En Italie, l'effectif des classes est abaissé lorsqu'elles accueillent des enfants porteurs de handicaps relativement sévères. Ces pratiques, qui existent dans certains pays, ont fait leurs preuves, mais ont toujours été mal perçues par le système français au nom du principe d'égalité. Toutefois, on a récemment touché au tabou des effectifs, notamment pour les cours préparatoires dans les zones d'éducation prioritaire, où les seuils de fermeture et d'ouverture de classes ont été abaissés. Il est clair que l'enseignant est plus disponible pour chaque élève lorsque l'effectif est moindre. Celui qui a besoin de davantage d'attention a plus de chance de l'obtenir lorsque l'enseignant n'est pas accaparé par un trop grand nombre d'élèves. La difficulté du métier d'enseignant est de faire simultanément du collectif et du singulier. Il faut entraîner les enfants à vivre ensemble et leur donner l'expérience de la collaboration et de l'apprentissage en commun, tout en étant attentif aux difficultés de chacun. Il faut différencier son intervention pour que ceux qui ont besoin d'un peu plus d'aide et d'attention puissent trouver satisfaction dans cet enseignement.

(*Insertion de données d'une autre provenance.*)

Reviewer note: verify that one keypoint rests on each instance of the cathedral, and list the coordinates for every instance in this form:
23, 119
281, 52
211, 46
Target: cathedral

En effet, l'effectif des classes mérite d'être reconsidéré. Toutefois, cette logique a ses limites : si l'on continue à voir s'accroître le nombre d'enfants handicapés scolarisés en milieu ordinaire, toutes les classes seront concernées. La bonne mesure – coûteuse, mais qui relève d'une logique d'accessibilité plutôt que de compensation – consiste à réfléchir sur les effectifs non pas des classes, mais des groupes d'élèves selon les activités.

Nous vivons dans un système hérité des XVIIIe et XIXe siècles fondé sur une trilogie formée d'un enseignant et sa classe dans une seule salle pendant toute la journée. Des expériences conduites dans d'autres pays montrent que l'on peut faire varier les modalités de groupement des élèves au cours de la journée. La classe peut compter davantage d'élèves par moments parce que l'activité n'appelle aucune individualisation – par exemple, la qualité du message ne sera pas modifiée si cent élèves regardent simultanément un document audiovisuel. Les économies réalisées en groupant des effectifs relativement élevés permettent des regroupements d'élèves différenciés à d'autres moments, avec des élèves en difficulté en tout petit nombre, voire des prises en charge individuelles – même si ce n'est probablement pas la formule qui mérite le plus d'être développée –, et des activités avec des élèves plus autonomes.

En corollaire, plusieurs enseignants peuvent intervenir auprès des mêmes élèves, avec des compétences différentes. Cette évolution a cours dans le cadre des réseaux d'aide aux élèves en difficulté (RASED)…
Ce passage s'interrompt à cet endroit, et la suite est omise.